Les matériaux qui arrivent des Philippines pourront alimenter près de 100 maisons en énergie pendant une année, explique Chris Allan, directeur des opérations de déchets solides de Metro Vancouver.

L’usine réduira les matériaux en gros cubes qui seront placés dans un bunker en attendant d’être soumis à l’une des trois lignes de production de l’usine. La vapeur produite par la combustion des déchets alimente des turbines productrices d’énergie. Cette dernière est ensuite vendue à BC Hydro.

L'usine d'incinération avec récupération d'énergie.

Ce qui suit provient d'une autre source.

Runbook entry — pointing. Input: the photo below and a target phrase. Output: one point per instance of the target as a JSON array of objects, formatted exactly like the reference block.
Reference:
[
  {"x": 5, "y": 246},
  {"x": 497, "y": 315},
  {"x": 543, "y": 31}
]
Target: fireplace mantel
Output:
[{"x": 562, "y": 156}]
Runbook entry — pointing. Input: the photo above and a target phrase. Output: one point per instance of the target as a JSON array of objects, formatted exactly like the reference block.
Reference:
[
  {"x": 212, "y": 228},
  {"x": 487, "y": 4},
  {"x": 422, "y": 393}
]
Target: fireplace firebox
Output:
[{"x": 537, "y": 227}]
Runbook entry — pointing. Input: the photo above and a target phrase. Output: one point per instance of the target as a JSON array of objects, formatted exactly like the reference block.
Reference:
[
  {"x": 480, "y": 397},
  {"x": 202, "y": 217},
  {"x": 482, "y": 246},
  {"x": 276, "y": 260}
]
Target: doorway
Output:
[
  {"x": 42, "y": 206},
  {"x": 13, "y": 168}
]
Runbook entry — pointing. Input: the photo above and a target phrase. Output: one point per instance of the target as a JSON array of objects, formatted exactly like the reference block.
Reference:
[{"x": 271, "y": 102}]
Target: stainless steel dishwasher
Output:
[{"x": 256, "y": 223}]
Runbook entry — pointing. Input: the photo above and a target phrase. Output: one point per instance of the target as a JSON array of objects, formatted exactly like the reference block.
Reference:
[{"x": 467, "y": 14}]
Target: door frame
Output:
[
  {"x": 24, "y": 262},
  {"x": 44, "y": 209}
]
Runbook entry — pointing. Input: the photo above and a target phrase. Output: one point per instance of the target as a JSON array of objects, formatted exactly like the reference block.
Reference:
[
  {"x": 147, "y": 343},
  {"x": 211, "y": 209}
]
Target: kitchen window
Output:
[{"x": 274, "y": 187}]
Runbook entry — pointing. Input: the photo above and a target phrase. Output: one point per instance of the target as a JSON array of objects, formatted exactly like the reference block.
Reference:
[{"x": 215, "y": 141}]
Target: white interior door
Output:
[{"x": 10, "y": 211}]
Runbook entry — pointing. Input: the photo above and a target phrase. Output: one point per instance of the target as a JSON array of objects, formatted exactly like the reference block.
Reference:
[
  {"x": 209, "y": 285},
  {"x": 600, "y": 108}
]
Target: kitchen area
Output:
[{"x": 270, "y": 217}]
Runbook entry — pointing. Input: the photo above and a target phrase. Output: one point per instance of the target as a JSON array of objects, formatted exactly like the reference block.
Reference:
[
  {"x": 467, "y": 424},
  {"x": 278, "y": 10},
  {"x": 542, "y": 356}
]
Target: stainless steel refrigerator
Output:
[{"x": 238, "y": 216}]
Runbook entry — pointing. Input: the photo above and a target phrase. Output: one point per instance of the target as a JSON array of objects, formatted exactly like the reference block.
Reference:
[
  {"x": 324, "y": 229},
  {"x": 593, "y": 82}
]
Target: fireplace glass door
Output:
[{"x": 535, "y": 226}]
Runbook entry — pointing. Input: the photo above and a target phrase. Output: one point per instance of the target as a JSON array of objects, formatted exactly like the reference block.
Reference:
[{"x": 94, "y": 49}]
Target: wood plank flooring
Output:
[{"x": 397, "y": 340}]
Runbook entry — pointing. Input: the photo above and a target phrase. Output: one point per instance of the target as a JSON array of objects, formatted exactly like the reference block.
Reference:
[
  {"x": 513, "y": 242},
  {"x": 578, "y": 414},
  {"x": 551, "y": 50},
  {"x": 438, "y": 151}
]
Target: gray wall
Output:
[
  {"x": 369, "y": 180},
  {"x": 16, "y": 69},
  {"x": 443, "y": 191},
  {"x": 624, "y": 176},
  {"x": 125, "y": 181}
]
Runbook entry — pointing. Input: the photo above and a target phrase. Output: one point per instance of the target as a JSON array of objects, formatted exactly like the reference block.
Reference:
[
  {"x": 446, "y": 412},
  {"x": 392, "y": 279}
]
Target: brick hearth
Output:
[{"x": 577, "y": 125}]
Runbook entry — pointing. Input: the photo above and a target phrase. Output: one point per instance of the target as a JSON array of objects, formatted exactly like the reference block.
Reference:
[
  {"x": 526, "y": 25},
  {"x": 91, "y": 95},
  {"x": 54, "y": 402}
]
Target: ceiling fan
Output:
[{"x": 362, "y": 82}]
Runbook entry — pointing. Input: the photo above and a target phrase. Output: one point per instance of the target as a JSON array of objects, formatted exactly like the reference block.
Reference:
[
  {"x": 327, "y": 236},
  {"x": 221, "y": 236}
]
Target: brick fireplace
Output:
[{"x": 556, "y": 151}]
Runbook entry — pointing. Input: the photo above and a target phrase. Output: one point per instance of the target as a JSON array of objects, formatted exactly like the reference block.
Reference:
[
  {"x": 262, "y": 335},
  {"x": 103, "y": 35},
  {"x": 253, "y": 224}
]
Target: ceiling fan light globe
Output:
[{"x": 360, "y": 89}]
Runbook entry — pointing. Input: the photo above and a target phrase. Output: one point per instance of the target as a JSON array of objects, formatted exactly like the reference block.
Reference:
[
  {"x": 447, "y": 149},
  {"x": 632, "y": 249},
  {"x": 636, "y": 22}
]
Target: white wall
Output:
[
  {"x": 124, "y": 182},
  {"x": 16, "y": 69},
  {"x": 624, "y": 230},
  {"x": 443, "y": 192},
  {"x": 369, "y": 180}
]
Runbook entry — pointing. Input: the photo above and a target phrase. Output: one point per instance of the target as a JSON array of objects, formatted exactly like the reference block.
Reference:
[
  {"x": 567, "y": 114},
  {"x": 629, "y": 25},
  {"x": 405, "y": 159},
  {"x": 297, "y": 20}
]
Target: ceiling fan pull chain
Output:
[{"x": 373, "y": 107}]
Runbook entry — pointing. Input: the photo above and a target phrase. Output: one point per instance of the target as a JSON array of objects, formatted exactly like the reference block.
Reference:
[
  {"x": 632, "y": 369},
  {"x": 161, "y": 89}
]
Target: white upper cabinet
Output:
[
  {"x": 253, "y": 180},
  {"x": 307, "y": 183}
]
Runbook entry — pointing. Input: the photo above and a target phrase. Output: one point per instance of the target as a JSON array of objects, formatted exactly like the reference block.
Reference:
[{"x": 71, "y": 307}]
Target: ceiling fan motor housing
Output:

L'usine de Burnaby incinère plus de 260 000 tonnes de détritus par année.

Photo : Source : Metro Vancouver

L’usine alimente déjà près de 16 000 foyers par an en énergie et, selon Chris Allan, les déchets qui reviennent des Philippines ne dérangeront pas trop les activités de l’usine, qui gère plus de 260 000 tonnes de détritus par année.

Ce sera environ deux jours de travail à l’usine. Ce n’est pas un grand nombre pour nous, ajoute-t-il.

Pas de grands risques

L’établissement a été choisi par Environnement et Changement climatique Canada en raison de sa proximité avec le port de Vancouver et de sa désignation comme usine capable de recevoir des déchets des quatre points du globe, selon la directive relative à ces déchets établie par l’Agence canadienne d’inspection des aliments.

D'après Chris Allan, les déchets ne représentent pas de grands risques biologiques ou environnementaux.

Un camion passe sur la route de l'usine.

L'incinération des déchets canadiens devrait durer environ deux jours, selon le directeur des opérations de déchets solides de Metro Vancouver.

Photo : Source : Metro Vancouver

Les matériaux en question sont composés d'environ 99 % de papiers, de plastiques et de matières recyclables, explique-t-il.

Ce n’est pas si différent que de traiter des ordures municipales de six ans. C’est du matériau presque entièrement inerte.

Chris Allan, directeur des opérations de déchets solides de Metro Vancouver

Les coûts liés à la livraison et à l’entreposage des déchets seront couverts par Ottawa. Le gouvernement paiera également 250 $ la tonne à Metro Vancouver pour les frais de traitement.

L'avenir diplomatique du Canada

Certains espèrent que la saga des déchets canadiens n’a pas causé trop de tort à ses relations diplomatiques avec les Philippines.

Je crois qu’il serait prudent pour le gouvernement canadien d’assurer que cette situation ne cause pas une rupture des relations philippino-canadiennes, explique Leonara Angeles, professeure au département de planification communautaire et régionale de l’Université de la Colombie-Britannique.

Des déchets tenus par une grue.

Les coûts de la livraison et de l’entreposage des déchets seront couverts par le gouvernement canadien.

Photo : Source : Metro Vancouver

Nos relations transnationales économiques et culturelles sont si profondes et si intenses, dit-elle, surtout parce que plus de 800 000 Philippins vivent maintenant au Canada.

Elle ajoute que la saga des déchets a poussé plusieurs membres de la diaspora asiatique au Canada à s'interroger sur la destination finale des déchets canadiens. Selon elle, il est également important pour les consommateurs de réfléchir à leur rôle dans cette affaire.

Nous sommes tous des consommateurs, mais aussi des producteurs de déchets, et nous sommes tous concernés par ce problème, rappelle Leonara Angeles. Ce n’est pas seulement un problème du gouvernement canadien, ou du gouvernement philippin, ou le problème d’un pays en particulier.